Les experts conviennent que l'application de messagerie intensifie la pression 24 heures sur 24 qui imprègne déjà le système éducatif chinois. Cela porte atteinte à la vie privée des élèves et affecte le développement de leur caractère, explique Xiong Bingqi, directeur adjoint de l'Institut de recherche sur l'éducation du 21e siècle. Nous devons être clairs sur la manière dont cette plate-forme technologique peut être utilisée.

Li Guibin vérifie WeChat pour voir quels sont ses devoirs de mathématiques.
Zehao est sceptique quant à la manière dont WeChat peut aider les étudiants à mieux apprendre : l'application a non seulement rendu les devoirs de classement instantanés, mais a également rendu instantanés le partage et la copie des devoirs terminés. L'application n'est en fait pas très utile, dit-il. Une porte-parole de Tencent a refusé de commenter.

Les élèves déposent leurs devoirs de mathématiques dans leur classe virtuelle sur WeChat.
Pour les étudiants plus jeunes, l'utilisation de WeChat est moins impitoyable mais toujours intrusive. Lors de son premier jour d'école ce semestre de printemps, Li Guibin, un élève de troisième année à Tianjin, avait l'après-midi libre parce que c'était le festival des lanternes. Après son retour à la maison, son professeur de mathématiques a envoyé un rappel à son groupe de classe sur les exercices de division dont les élèves avaient besoin pour terminer cet après-midi, mais au moins les exercices devaient être effectués le lendemain matin, et non via WeChat le même jour. Quand il était en première année, certains parents avaient de très vieux téléphones et ne connaissaient pas WeChat, explique la mère de Guibin, Zhuang Yanfei, 30 ans. Mais ils ont tous acheté de nouveaux téléphones et ont appris à s'en servir.

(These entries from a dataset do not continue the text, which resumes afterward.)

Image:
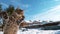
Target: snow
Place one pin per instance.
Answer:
(36, 31)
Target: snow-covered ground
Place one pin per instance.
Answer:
(36, 31)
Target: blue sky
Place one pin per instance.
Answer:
(36, 9)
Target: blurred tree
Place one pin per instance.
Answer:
(10, 9)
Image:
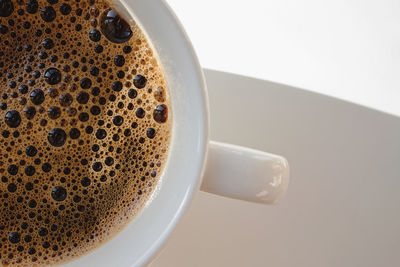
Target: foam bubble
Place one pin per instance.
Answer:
(85, 127)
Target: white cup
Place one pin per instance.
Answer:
(228, 170)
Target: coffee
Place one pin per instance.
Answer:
(84, 123)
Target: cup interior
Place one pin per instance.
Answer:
(139, 241)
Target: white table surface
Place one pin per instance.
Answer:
(344, 48)
(342, 205)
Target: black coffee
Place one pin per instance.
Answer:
(84, 127)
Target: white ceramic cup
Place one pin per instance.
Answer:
(228, 170)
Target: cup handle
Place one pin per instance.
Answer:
(246, 174)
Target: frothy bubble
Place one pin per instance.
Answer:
(85, 127)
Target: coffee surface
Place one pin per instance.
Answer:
(84, 127)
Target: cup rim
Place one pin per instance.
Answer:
(190, 137)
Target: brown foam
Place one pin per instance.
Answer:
(49, 216)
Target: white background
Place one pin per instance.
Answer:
(344, 48)
(341, 208)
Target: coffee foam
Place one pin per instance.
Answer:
(84, 129)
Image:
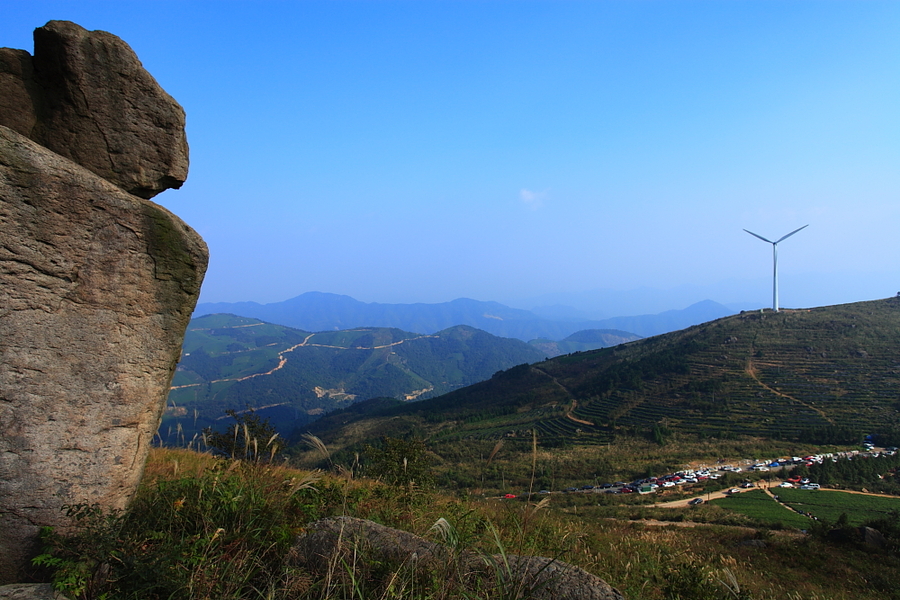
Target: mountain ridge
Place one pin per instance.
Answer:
(814, 374)
(320, 311)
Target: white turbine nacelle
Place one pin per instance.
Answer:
(775, 262)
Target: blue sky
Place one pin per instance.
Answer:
(423, 151)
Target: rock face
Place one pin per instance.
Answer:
(86, 96)
(97, 286)
(328, 541)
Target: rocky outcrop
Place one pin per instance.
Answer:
(29, 591)
(86, 96)
(327, 542)
(97, 286)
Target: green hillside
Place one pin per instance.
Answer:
(232, 362)
(582, 341)
(825, 375)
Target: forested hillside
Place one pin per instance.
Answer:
(825, 375)
(290, 375)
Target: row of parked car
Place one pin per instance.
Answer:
(652, 484)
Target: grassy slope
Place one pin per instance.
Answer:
(205, 528)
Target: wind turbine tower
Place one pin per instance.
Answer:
(775, 262)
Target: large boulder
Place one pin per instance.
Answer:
(86, 96)
(96, 290)
(343, 541)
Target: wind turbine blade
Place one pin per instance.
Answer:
(764, 239)
(792, 233)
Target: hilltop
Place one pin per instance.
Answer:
(823, 375)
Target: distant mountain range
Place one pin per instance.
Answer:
(232, 362)
(317, 311)
(823, 375)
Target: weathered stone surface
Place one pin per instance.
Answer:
(96, 289)
(86, 96)
(533, 576)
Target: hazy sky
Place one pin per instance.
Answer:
(423, 151)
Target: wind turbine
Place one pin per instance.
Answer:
(775, 262)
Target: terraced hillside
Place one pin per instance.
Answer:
(819, 375)
(232, 362)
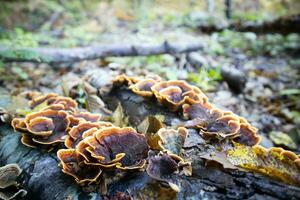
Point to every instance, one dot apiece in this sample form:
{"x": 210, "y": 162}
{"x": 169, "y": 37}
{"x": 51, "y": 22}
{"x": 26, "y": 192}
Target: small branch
{"x": 60, "y": 55}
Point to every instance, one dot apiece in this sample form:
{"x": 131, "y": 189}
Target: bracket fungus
{"x": 101, "y": 148}
{"x": 95, "y": 148}
{"x": 8, "y": 182}
{"x": 175, "y": 93}
{"x": 143, "y": 87}
{"x": 54, "y": 102}
{"x": 77, "y": 133}
{"x": 73, "y": 164}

Toutes les écoles ne vont pas à de tels extrêmes lors de l'intégration de WeChat dans les salles de classe. Yan Xu, qui enseigne la langue et la littérature chinoises en troisième année à Tianjin, explique qu'en plus d'informer les parents des événements scolaires, son école utilise WeChat uniquement pour présenter d'excellents devoirs. Si nous louons les bons, d'autres parents encourageront également leurs enfants à travailler dur, dit-elle.
Mais nourrir de jeunes esprits demande plus que cela. WeChat n'est que la dernière plate-forme qui sert d'intermédiaire entre les interactions entre les enseignants, les parents et les élèves, explique Danah Boyd, chercheuse chez Microsoft qui étudie les médias sociaux et auteur de C'est compliqué : la vie sociale des adolescents en réseau . Aucune intervention autour de la technologie ne fera de différence si la culture de l'autocuiseur ne change pas.